What are the boundaries of Calot’s Triangle and what can be found there?

 

Answer

 

Calot’s Triangle is the area bordered by:

  1. Cystic duct
  2. Common hepatic duct
  3. Cystic artery

A lymph node can be found within this triangle and there is apparently great debate about the name of this node.   I had learned this was referred to as Calot’s node (which makes sense, right), but it is more accurately named Lund’s, or Mascagni’s, node.  This node can be enlarged and inflamed with cholecystitis.

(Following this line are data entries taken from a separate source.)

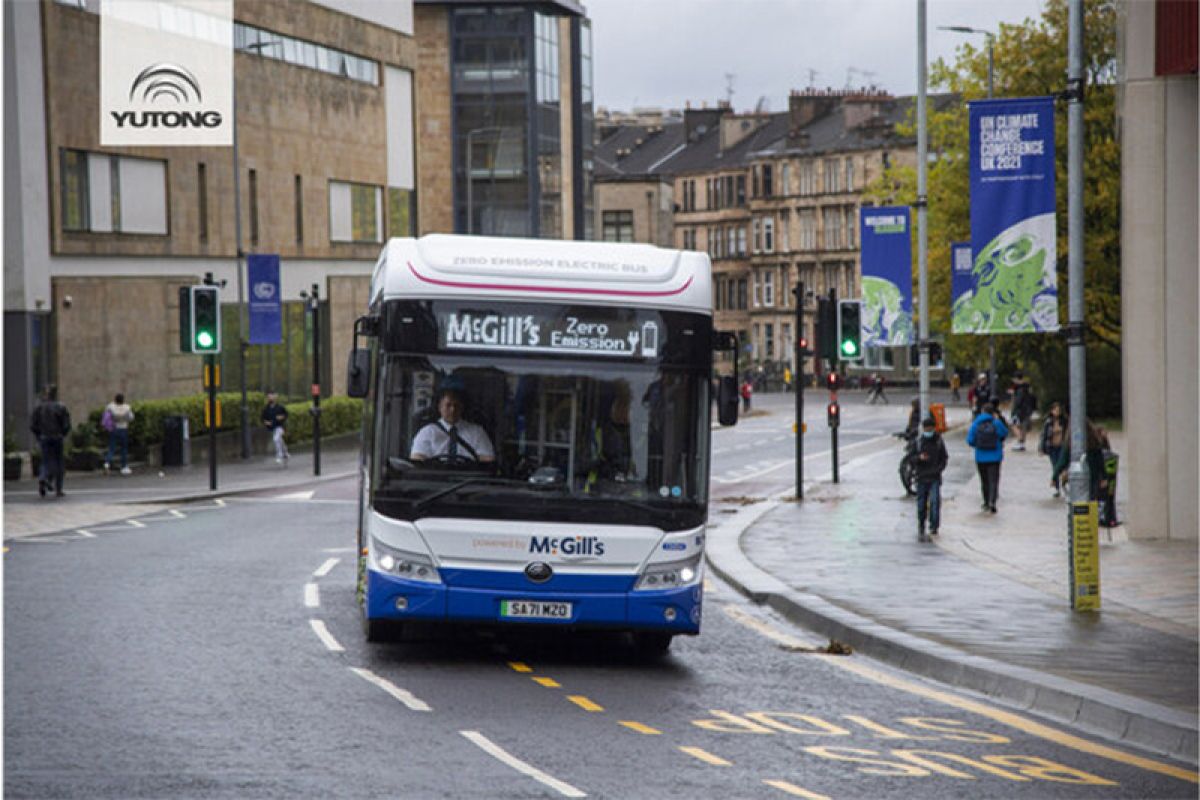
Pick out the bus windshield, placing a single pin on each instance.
(541, 439)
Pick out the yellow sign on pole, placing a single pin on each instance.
(1085, 557)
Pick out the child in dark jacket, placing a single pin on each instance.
(931, 459)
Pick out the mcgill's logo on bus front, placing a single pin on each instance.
(492, 329)
(577, 546)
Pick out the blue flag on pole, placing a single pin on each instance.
(887, 275)
(265, 308)
(1013, 228)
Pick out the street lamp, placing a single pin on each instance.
(471, 170)
(991, 72)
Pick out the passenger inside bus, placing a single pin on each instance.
(453, 439)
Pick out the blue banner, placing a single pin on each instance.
(1013, 230)
(961, 278)
(265, 308)
(887, 275)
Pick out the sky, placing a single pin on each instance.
(664, 53)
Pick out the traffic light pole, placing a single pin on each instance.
(799, 389)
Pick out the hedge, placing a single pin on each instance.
(337, 415)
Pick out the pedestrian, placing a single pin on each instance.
(1050, 444)
(275, 416)
(115, 420)
(51, 422)
(1024, 402)
(930, 463)
(987, 435)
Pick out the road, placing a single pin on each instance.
(214, 650)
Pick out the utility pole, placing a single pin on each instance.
(313, 300)
(922, 214)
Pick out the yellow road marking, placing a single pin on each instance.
(583, 703)
(999, 715)
(705, 756)
(795, 791)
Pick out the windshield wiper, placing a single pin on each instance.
(454, 487)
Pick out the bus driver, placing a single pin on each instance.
(453, 437)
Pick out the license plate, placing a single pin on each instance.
(534, 609)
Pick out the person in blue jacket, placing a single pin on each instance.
(987, 435)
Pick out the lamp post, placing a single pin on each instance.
(991, 73)
(471, 172)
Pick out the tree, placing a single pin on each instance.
(1030, 60)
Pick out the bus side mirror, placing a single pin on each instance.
(358, 373)
(727, 401)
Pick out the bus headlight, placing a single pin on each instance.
(673, 575)
(411, 566)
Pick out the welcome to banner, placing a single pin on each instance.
(887, 275)
(1013, 233)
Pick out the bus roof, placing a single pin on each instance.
(543, 270)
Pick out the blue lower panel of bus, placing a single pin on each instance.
(595, 601)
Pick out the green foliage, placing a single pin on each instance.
(1030, 60)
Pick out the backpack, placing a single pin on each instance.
(985, 434)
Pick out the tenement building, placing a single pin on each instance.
(773, 199)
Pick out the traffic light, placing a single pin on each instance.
(850, 330)
(199, 319)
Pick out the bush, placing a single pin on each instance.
(337, 415)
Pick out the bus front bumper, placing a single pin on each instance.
(671, 611)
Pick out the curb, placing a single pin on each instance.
(1097, 710)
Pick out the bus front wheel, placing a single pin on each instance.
(652, 643)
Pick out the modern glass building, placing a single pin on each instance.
(520, 116)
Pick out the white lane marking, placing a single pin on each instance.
(323, 570)
(325, 637)
(401, 695)
(497, 752)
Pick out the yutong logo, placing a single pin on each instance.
(167, 82)
(576, 546)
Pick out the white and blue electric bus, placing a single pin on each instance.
(570, 485)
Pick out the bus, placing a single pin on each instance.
(535, 435)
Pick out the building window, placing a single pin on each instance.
(617, 226)
(355, 212)
(102, 193)
(269, 44)
(202, 199)
(253, 206)
(832, 174)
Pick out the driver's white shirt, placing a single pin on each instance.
(433, 440)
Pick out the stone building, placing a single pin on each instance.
(773, 198)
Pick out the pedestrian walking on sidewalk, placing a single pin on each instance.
(51, 422)
(115, 420)
(1024, 402)
(275, 416)
(1054, 438)
(987, 435)
(931, 459)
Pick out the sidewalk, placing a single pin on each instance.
(987, 606)
(95, 498)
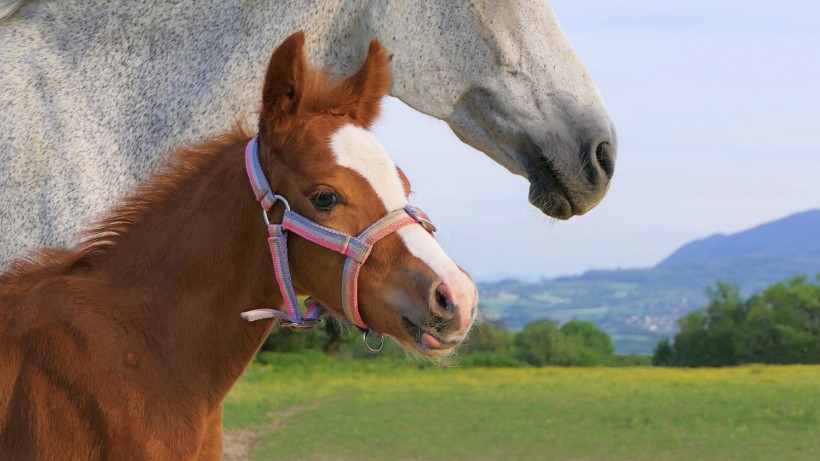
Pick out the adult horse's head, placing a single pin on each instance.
(321, 158)
(505, 78)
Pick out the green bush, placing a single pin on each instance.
(780, 325)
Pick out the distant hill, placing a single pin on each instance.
(795, 238)
(638, 306)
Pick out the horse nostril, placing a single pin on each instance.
(605, 158)
(444, 298)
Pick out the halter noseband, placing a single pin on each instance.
(356, 249)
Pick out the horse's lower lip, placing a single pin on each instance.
(425, 340)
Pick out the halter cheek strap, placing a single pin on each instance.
(356, 249)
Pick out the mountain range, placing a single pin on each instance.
(637, 307)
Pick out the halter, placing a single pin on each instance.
(357, 249)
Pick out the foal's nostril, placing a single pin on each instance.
(444, 298)
(605, 158)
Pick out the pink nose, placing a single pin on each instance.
(456, 303)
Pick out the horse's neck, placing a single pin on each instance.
(189, 265)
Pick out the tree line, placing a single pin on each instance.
(779, 325)
(541, 343)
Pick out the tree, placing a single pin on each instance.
(576, 343)
(779, 325)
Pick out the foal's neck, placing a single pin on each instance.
(193, 259)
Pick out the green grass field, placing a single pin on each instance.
(311, 407)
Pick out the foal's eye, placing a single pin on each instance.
(324, 201)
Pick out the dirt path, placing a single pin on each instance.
(239, 444)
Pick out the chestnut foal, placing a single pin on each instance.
(126, 346)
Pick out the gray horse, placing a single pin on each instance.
(95, 91)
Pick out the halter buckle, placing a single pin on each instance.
(368, 347)
(419, 216)
(276, 198)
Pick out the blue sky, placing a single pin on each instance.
(717, 107)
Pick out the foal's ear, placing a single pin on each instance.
(368, 86)
(284, 83)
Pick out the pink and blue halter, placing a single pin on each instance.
(356, 249)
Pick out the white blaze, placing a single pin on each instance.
(357, 149)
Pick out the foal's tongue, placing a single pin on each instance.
(430, 341)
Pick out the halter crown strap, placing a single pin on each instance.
(356, 249)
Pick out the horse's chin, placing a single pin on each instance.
(418, 342)
(547, 194)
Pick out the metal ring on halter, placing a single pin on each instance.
(367, 345)
(276, 198)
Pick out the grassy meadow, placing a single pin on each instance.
(308, 406)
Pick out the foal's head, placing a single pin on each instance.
(319, 155)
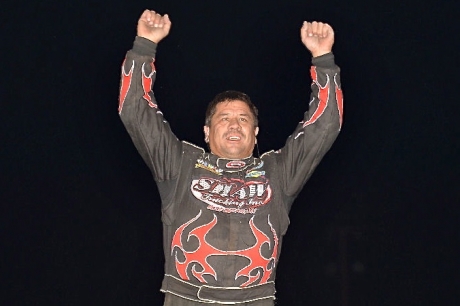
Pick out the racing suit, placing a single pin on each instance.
(224, 220)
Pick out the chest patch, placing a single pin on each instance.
(232, 195)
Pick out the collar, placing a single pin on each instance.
(232, 165)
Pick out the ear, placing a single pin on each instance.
(206, 133)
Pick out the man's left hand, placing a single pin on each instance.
(318, 37)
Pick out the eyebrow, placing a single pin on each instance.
(226, 114)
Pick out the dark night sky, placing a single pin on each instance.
(80, 215)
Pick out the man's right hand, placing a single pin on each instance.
(153, 26)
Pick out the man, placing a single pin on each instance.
(225, 212)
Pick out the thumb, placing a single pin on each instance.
(167, 22)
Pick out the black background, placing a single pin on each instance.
(377, 224)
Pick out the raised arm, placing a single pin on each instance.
(321, 123)
(138, 108)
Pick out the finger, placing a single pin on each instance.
(325, 30)
(156, 20)
(314, 28)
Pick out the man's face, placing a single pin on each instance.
(232, 133)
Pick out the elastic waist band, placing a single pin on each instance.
(223, 295)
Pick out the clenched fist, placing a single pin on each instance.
(153, 26)
(318, 37)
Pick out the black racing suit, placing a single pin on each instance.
(224, 220)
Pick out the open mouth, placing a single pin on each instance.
(233, 138)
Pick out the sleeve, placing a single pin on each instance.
(139, 112)
(320, 126)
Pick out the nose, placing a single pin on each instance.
(234, 124)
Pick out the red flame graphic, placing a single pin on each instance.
(147, 83)
(323, 96)
(200, 256)
(339, 98)
(125, 84)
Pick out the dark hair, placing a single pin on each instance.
(227, 96)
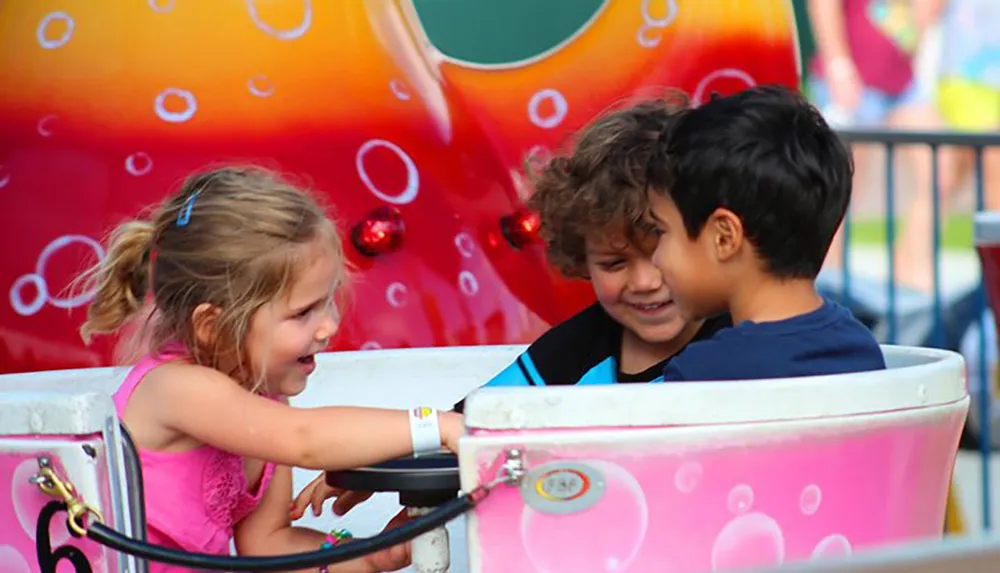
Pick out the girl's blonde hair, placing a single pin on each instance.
(230, 237)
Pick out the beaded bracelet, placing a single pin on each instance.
(334, 538)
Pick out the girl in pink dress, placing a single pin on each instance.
(243, 270)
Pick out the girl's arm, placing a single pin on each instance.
(268, 531)
(212, 408)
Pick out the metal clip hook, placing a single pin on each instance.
(51, 484)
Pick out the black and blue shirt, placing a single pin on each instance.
(584, 349)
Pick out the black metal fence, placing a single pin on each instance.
(946, 321)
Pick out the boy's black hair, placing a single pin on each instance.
(767, 155)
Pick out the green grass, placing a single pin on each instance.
(956, 231)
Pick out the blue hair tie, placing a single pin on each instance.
(185, 215)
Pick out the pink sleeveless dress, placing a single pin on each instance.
(193, 498)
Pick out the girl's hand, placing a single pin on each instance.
(318, 492)
(452, 426)
(393, 558)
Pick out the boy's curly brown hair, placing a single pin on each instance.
(600, 187)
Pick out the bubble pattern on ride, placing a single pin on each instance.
(107, 106)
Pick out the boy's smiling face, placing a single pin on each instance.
(689, 267)
(630, 288)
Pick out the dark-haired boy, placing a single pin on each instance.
(750, 192)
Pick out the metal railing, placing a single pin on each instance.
(891, 141)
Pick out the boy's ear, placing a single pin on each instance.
(727, 233)
(203, 321)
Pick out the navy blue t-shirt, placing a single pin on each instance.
(828, 340)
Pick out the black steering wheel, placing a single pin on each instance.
(425, 481)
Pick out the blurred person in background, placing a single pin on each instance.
(863, 75)
(968, 92)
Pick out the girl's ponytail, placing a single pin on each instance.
(121, 280)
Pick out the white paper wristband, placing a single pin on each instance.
(424, 430)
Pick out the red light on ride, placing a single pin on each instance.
(380, 233)
(521, 228)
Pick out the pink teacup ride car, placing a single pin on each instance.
(686, 477)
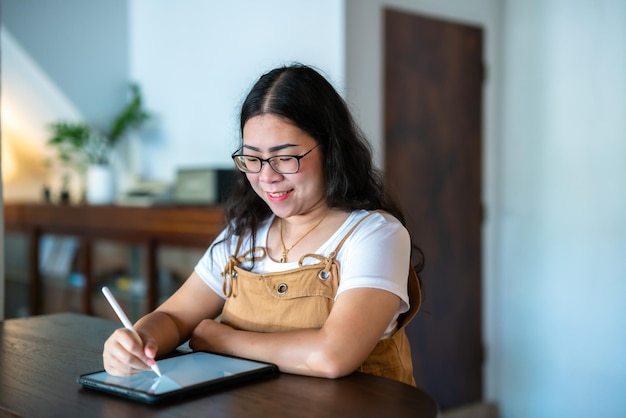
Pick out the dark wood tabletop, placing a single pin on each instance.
(41, 357)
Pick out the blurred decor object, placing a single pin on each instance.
(87, 149)
(99, 187)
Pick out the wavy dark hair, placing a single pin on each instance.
(302, 95)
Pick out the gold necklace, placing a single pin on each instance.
(286, 250)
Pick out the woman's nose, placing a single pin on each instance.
(268, 174)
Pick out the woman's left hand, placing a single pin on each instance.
(209, 336)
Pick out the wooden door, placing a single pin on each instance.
(433, 110)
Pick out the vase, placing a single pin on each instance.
(100, 186)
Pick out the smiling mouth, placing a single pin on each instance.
(278, 196)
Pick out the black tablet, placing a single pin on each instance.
(184, 375)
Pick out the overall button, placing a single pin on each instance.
(281, 289)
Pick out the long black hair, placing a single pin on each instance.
(302, 95)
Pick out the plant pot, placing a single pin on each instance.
(100, 185)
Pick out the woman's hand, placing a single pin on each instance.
(210, 335)
(127, 352)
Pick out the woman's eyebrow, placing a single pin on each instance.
(271, 149)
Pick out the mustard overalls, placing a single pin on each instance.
(303, 298)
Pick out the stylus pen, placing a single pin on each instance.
(120, 313)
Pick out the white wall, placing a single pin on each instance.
(561, 343)
(554, 239)
(197, 60)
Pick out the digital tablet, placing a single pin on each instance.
(184, 375)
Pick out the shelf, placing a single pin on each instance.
(151, 228)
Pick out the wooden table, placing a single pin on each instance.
(41, 357)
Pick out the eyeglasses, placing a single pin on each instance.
(281, 164)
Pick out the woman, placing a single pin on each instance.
(313, 270)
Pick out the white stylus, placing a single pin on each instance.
(120, 313)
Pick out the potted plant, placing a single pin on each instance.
(88, 150)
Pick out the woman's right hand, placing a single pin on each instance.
(127, 352)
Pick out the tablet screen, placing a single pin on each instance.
(179, 375)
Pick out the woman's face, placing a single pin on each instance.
(287, 195)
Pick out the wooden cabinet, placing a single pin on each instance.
(145, 227)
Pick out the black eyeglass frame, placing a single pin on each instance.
(268, 161)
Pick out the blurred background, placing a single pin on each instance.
(552, 238)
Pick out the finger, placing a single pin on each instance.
(123, 353)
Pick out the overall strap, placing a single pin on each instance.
(331, 258)
(230, 274)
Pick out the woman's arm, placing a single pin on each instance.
(161, 331)
(355, 325)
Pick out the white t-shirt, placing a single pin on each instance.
(376, 255)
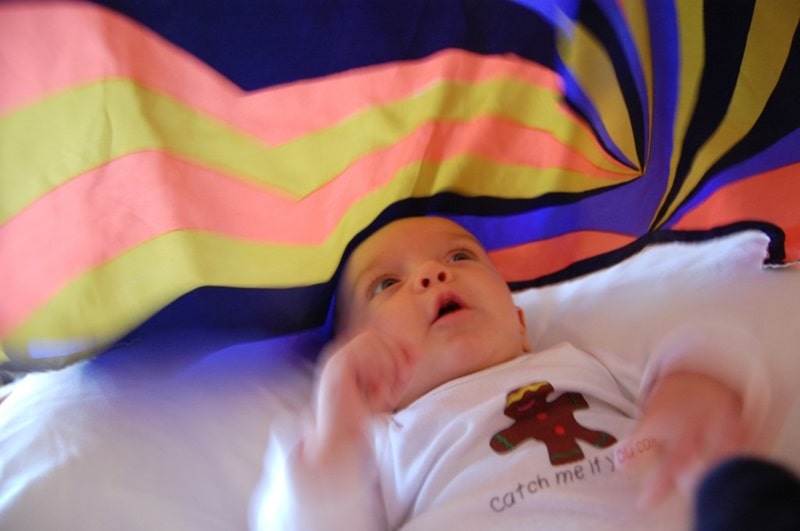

The anatomical area is referred to as the cystohepatic triangle and is bordered by:

  1. Cystic duct
  2. Common hepatic artery
  3. Superior, inferior margin of the liver

The reason for this distinction from Calot’s Triangle is because the cystic artery can be found within this region.

Blue = Calot’s and Red = Cystohepatic

 

References

  1. Blackbourne LH.  Surgical Recall.  6th Edition.  2012.
  2. Haubrich WS. Calot of the triangle of Calot. Gastroenterology. 2002; 123(5):1440. [pubmed]
  3. Miranda, Efrain A., PhD. “Triangle of Calot.” Medical Terminology Daily. N.p., 10 May 2016. Web. 10 June 2017.